Empezar año nuevo con energías renovadas en ritual de meditación y terapias a vapor en baño

vapor para baño

Cada año nuevo significa una nueva oportunidad para hacer mejor las cosas, al menos para muchas personas que han atravesado por crisis en sus vidas personales o laborales. Cada quien posee un ritual, incluso hasta de forma inconsciente, como limpiar toda la casa y oficina en vísperas de un año nuevo, vestir cierta ropa en el último día anual, etcétera.

Entre los diversos rituales de sanación y empoderamiento espiritual, los de meditación siguen teniendo mucha fuerza, debido a su efectividad para calmar la mente y enfocarla a situaciones creativas y pragmáticas dentro de cualquier rubro de la vida humana.

Por otro lado, el vapor para baño es una terapia cada vez más socorrida, por los múltiples beneficios que traen consigo. Y tal vez una de las cosas más importantes de este ritual de sanación física-espiritual, es que se pueden realizar en la comodidad del hogar, con un generador de vapor, instalado en el mismo baño.

Cada año resulta retador en muchos sentidos, todos con sus dificultades inherentes de la vida. ¿Cómo queremos afrontar un nuevo ciclo por venir? ¿Estamos preparados física y mentalmente para ello? Una de las claves de la meditación, es procesar todo lo que ha ocurrido a lo largo de un año. No es recomendable tratar de ocultar hechos que nos pudieron haber marcado, porque después de todo, para comenzar un proceso sanativo, hay que discernir las cosas no tan favorables que nos haya pasado, y también entender todo lo bueno, y así sacar conclusiones, para seguir mejorando en el tema emocional.

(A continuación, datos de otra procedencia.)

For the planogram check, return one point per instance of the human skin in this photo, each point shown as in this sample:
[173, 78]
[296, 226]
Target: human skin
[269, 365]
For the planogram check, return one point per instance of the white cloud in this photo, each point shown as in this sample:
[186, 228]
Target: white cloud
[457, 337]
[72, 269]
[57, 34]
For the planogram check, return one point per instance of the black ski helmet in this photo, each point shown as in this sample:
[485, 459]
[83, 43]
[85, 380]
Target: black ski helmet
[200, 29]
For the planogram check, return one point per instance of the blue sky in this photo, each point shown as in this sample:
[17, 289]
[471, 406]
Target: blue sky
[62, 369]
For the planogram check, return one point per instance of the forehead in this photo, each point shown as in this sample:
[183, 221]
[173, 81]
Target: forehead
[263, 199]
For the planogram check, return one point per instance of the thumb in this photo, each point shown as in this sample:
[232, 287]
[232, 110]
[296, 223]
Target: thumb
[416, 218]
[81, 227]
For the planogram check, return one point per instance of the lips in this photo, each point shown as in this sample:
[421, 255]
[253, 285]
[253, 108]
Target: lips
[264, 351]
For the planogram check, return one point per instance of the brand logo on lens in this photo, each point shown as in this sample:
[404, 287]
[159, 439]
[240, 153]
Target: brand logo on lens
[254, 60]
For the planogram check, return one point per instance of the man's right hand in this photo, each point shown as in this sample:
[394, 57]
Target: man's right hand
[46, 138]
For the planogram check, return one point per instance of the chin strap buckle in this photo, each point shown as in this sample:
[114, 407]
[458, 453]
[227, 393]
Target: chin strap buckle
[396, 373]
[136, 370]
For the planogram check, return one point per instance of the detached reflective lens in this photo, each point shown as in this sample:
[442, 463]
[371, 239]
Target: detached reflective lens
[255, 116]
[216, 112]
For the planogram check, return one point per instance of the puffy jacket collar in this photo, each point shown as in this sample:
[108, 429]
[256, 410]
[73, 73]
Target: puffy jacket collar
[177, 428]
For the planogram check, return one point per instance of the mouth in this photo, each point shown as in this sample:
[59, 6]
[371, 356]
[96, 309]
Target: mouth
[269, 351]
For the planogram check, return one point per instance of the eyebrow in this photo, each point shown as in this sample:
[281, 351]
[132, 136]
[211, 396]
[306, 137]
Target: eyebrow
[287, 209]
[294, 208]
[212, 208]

A través de la meditación y terapias de sanación como el vapor para baño, nos hará sentir esas cargas emocionales que de una u otra forma siguen presentes, para desechar esos sentimientos e incluso, integrarlos positivamente a nuestro ser, como una especie de escudo protector para el alma.

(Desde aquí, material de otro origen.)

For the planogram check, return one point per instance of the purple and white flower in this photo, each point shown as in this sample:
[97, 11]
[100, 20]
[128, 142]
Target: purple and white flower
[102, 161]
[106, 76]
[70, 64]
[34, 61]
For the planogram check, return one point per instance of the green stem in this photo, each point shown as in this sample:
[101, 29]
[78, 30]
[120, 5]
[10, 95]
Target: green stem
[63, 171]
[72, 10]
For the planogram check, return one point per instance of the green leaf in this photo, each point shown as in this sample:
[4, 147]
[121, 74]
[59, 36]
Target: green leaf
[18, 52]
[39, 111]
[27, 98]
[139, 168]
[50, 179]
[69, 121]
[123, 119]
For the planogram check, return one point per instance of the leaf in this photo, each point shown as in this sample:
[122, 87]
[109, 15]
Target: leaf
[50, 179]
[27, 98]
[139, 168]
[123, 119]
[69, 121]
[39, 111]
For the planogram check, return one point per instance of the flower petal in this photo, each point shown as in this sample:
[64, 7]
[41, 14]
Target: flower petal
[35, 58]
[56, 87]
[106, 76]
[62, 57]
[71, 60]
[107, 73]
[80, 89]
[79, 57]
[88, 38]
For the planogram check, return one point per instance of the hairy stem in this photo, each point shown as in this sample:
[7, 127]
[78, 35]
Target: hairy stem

Un ejemplo claro es ese rito de paso, que usualmente se realiza en grupo, donde permiten transiciones cíclicas individuales, pero que pueden repercutir en un círculo social y familiar. Es esencialmente soltar todo lo negativo de un período pasado en específico. Esta clase de ritual se puede hacer de distintas formas, ya sea como una especie de retiro espiritual en un lugar aislado o hasta en un temazcal, aprovechando las bondades de dicha terapia con el vapor, uso de hierbas y otras cuestiones.

En los rituales de meditación, se aconseja escribir en papel todas aquellas buenas intenciones, para luego quemarlo. Esto no se tiene que ver como un concepto esotérico, como si de pedir deseos a un genio se tratase, sino más bien como un compromiso con uno mismo y con toda la gente que nos rodea, especialmente nuestros seres queridos. Hay que observar dicho papel conforme está ardiendo, y reflexionar las proyecciones positivas que ahí se hayan plasmado.

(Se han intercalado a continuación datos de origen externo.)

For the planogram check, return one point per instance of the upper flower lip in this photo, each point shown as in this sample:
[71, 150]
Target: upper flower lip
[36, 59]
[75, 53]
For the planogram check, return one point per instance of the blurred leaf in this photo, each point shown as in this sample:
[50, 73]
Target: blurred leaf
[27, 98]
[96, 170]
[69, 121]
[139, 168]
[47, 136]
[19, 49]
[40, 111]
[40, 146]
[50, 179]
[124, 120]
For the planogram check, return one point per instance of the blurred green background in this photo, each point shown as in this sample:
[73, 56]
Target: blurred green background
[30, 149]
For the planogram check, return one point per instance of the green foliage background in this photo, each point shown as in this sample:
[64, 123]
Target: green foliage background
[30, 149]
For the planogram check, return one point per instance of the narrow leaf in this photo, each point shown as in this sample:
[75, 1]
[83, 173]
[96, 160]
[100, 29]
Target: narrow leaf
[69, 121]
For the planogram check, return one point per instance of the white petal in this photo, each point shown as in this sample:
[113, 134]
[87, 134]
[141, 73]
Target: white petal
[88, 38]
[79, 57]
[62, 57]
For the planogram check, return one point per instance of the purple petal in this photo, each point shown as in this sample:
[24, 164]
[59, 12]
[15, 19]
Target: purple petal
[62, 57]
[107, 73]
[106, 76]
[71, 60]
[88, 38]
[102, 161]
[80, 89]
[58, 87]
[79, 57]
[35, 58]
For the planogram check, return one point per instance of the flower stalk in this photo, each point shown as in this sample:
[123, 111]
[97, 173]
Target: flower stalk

Proceso para una buena meditación

  1. Primero hay que elegir el lugar, para ponerse cómodos con el entorno. Algunos suelen meditar en salas blancas, para percibir una neutralidad. Otros preferirán un ambiente más llamativo y colorido, que vayan con la esencia de su ser. Habrá quienes disfruten de un vapor para baño o temazcal, mientras hacen su respectiva introspección. Hay muchas alternativas para ponerse cómoda antes de la meditación.
  2. Mientras se hace la respiración meditativa, hay que fijar la atención en el pecho y vientre, para sincronizar este ejercicio lo más preciso posible.
  3. Pronto se sentirá una relajación en el cuerpo conforme se hagan los ejercicios de respiración. Entre ciertos intervalos, se debe hacer una respiración mucha más profunda, con su respectiva exhalación, para luego reanudar la respiración normal.
  4. Cuando sientas que estás entrando en una especie de trance, lo siguiente será que visualices el año que acaba de transcurrir, como si fuera una película, discerniendo todo lo bueno y malo. Abraza esas sensaciones de gozo y disconformidad, para que el proceso mental o espiritual haga lo suyo, viendo con una perspectiva productiva y pragmática a todas esas experiencias positivas y negativas, agradeciendo por cada una de ellas, y la experiencia que aportan para el crecimiento físico y emocional.
  5. Cuando se procesa esa dualidad emocional (positivo/negativo), dentro de la meditación o un vapor para baño relajante, entonces habrá una percepción más conjuntada de la vida propia, dando la oportunidad de soltar esas emociones que no servirán, pero de las cuales aprendimos, para ser mejores seres humanos.